The parents of 6-year-old Makayla Jefferson were livid after discovering last week during a visit to the doctor that she had been cut from the Quest health insurance program.
Her father, Michael, said the Ewa Beach family went home and found one previously overlooked notice — a cancellation letter — from Quest, the state’s version of Medicaid, informing them that Makayla was being dropped from the program because they didn’t return an eligibility renewal form.
"I never found any notice from before then, just one cancellation letter," said Jefferson, the family’s sole provider, who earns $40,000 annually. Quest had covered Makayla, but not her parents. "We’re stressed out and confused. We’re a family with one income so sudden changes like that matter to us a lot. My daughter still doesn’t have coverage. It will be pretty scary if something did happen during this gap period of coverage."
The state Department of Human Services, which administers the Medicaid health insurance program for low-income residents, told the Honolulu Star-Advertiser last week that families with children would be "passively renewed," or automatically re-enrolled in Quest, even if they didn’t return the renewal forms.
But after the newspaper published a story Sunday, the DHS said it had provided incorrect information regarding who was required to respond to renewal notices. Roughly 200,000 Quest members — including 110,000 children — must return the forms beginning in April or they will lose health insurance, DHS said.
"To clarify, all Quest households, including those with children, must return their completed (eligibility renewal) forms or they will lose Quest coverage," DHS spokeswoman Kayla Rosenfeld wrote in an email Tuesday.
For some Quest members, like the Jeffersons, it is already too late.
"This is outrageous," said state Sen. Roz Baker (D, West Maui-South Maui), chairwoman of the Senate Commerce and Consumer Protection Committee. "They ought to be making every attempt to keep these kids on health insurance.
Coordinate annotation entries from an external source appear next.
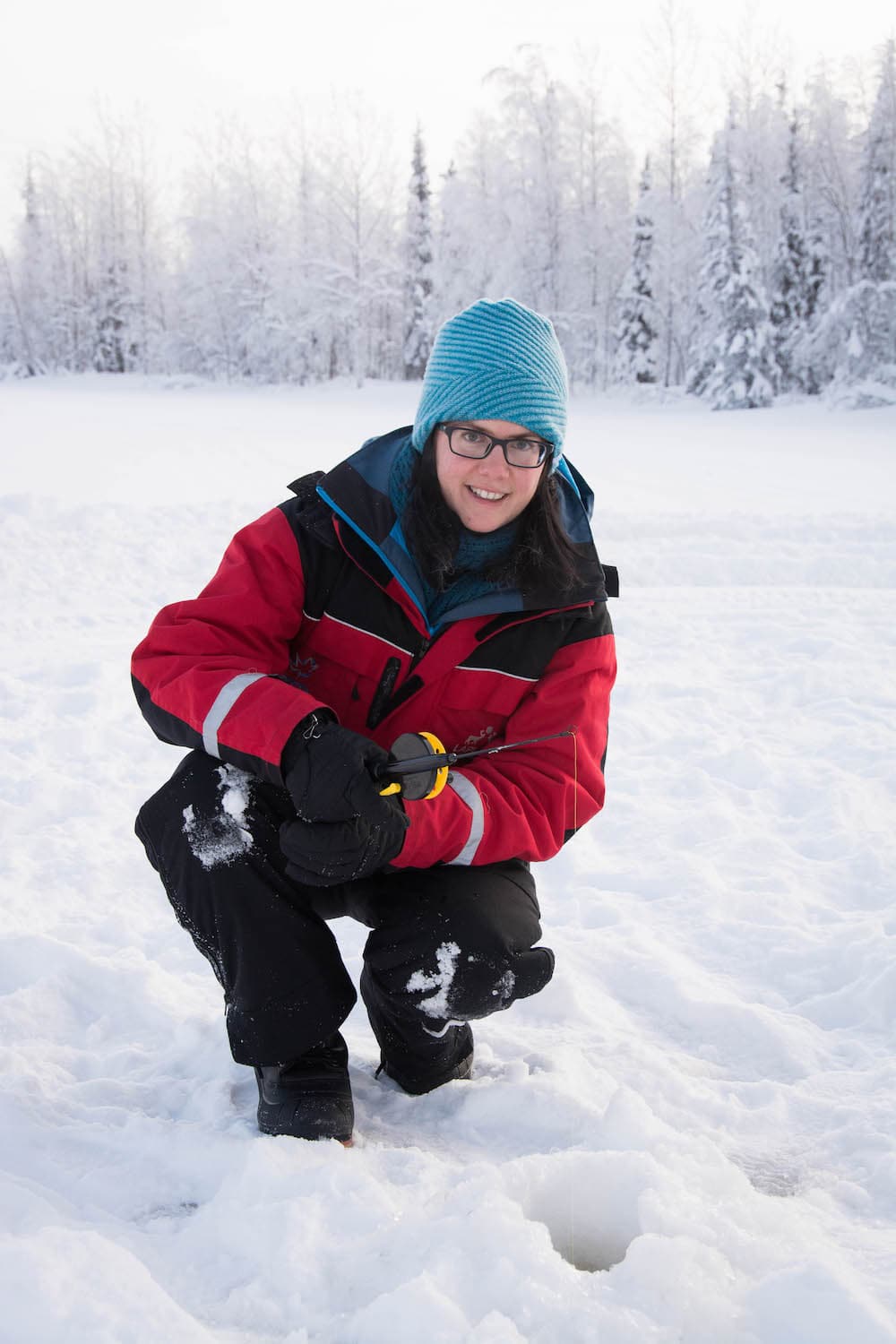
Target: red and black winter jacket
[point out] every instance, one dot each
(319, 604)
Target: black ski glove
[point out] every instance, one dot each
(323, 854)
(327, 771)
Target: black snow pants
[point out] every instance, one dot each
(447, 943)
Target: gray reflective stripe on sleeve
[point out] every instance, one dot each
(468, 793)
(225, 702)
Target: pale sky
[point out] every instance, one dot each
(188, 59)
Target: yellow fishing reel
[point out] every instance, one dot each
(418, 765)
(418, 768)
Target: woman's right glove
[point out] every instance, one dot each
(327, 771)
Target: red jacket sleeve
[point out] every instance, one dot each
(210, 672)
(524, 804)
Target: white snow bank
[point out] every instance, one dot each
(686, 1136)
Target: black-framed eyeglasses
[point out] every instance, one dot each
(466, 441)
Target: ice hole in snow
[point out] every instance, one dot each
(589, 1203)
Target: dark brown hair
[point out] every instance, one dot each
(541, 558)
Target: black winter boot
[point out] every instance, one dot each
(309, 1097)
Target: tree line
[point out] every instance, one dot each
(770, 269)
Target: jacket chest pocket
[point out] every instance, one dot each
(473, 707)
(340, 667)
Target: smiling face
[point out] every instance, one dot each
(485, 492)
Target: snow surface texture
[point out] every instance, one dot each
(688, 1136)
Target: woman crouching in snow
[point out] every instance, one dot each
(443, 578)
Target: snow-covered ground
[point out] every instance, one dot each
(688, 1136)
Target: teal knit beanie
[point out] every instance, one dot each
(495, 360)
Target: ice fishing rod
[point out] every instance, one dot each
(424, 773)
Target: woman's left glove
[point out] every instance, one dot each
(323, 854)
(328, 771)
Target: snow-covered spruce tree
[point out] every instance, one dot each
(796, 279)
(732, 363)
(855, 344)
(418, 316)
(637, 336)
(877, 209)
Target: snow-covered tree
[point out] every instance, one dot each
(637, 338)
(732, 363)
(794, 280)
(856, 339)
(877, 206)
(418, 276)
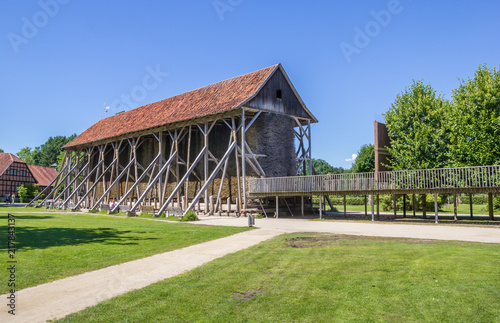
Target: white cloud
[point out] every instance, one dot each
(353, 157)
It just tells you that maybe the whole program is being mismanaged."
Jefferson’s wife, Liana, received a Quest termination notice dated April 16, notifying them that Makayla’s coverage would end on April 30 and that her application was forwarded to the Hawaii Health Connector, the online insurance marketplace created by the federal Affordable Care Act. The Connector’s open enrollment period ended April 30.
"There’s no way to use the Health Connector to get her private coverage. All this is happening right after their enrollment period for the Hawaii Health Connector closed," Michael Jefferson said, adding that his daughter has been covered by Quest since birth. "There’s a lot of parents who probably don’t even realize their kids lost their coverage yet. I’m sure they disrupted a lot of people."
The mailing of renewal notices in Hawaii was prompted by the Affordable Care Act, which requires Medicaid programs in all states to collect additional information on income and tax status, the DHS said. In Hawaii, eligibility for adults is limited to those earning no more than 138 percent of the federal poverty level, or $18,257 for individuals and $37,384 for a family of four. Children have different eligibility requirements.
Baker blasted the DHS for its handling of the renewals. "This seems to me to be something else they’re trying to use as a way to blame some other issue on the Affordable Care Act and Health Connector," she said. "They come up with all these lame excuses. Now they’re coming back and throwing kids off the program. This is something they’ve obviously been calculating for a while. I cannot trust them any longer to tell the truth. … It’s really very disturbing."
Baker said the Legislature must rein in the DHS to ensure transparency in the Medicaid program. "They don’t want to take any ownership for anything that they do and that’s the problem," she said. "It’s frustrating."
Until now, Quest members were automatically renewed each year, leaving the possibility that the state was paying for health insurance for people who no longer lived in Hawaii, were no longer qualified based on income, or had obtained insurance from another source.
The state has used "passive renewal" since 2004 because officials wanted "to eliminate barriers to continued coverage and to promote access to medical coverage for families with children," Rosenfeld said."However, it became apparent that the passive renewal policy resulted in a number of people being enrolled who are not eligible."
She added, "DHS has tried to stop this practice, but the federal government has failed to approve the request."
The Hawaii Medicaid program costs taxpayers roughly $2 billion a year with about half coming from the state and half from the federal government.
DHS said it is mailing eligibility renewal forms to about 102,000 Quest households — except people who are aged, blind or disabled — between April and September. The state will require renewal forms be sent in only this year and then will return to passive renewals. DHS is anticipating that beginning in October it will be able to verify eligibility based on information it has or can access from existing data sources.
The state launched a $95 million online eligibility system late last year to streamline the Medicaid process. But DHS eligibility workers, who asked not to be identified for fear of retaliation, said the system is not working properly and cannot verify income to determine whether people actually qualify for the program. DHS has said that it is verifying income manually and hopes to connect with both state and federal data hubs to determine Medicaid eligibility this year.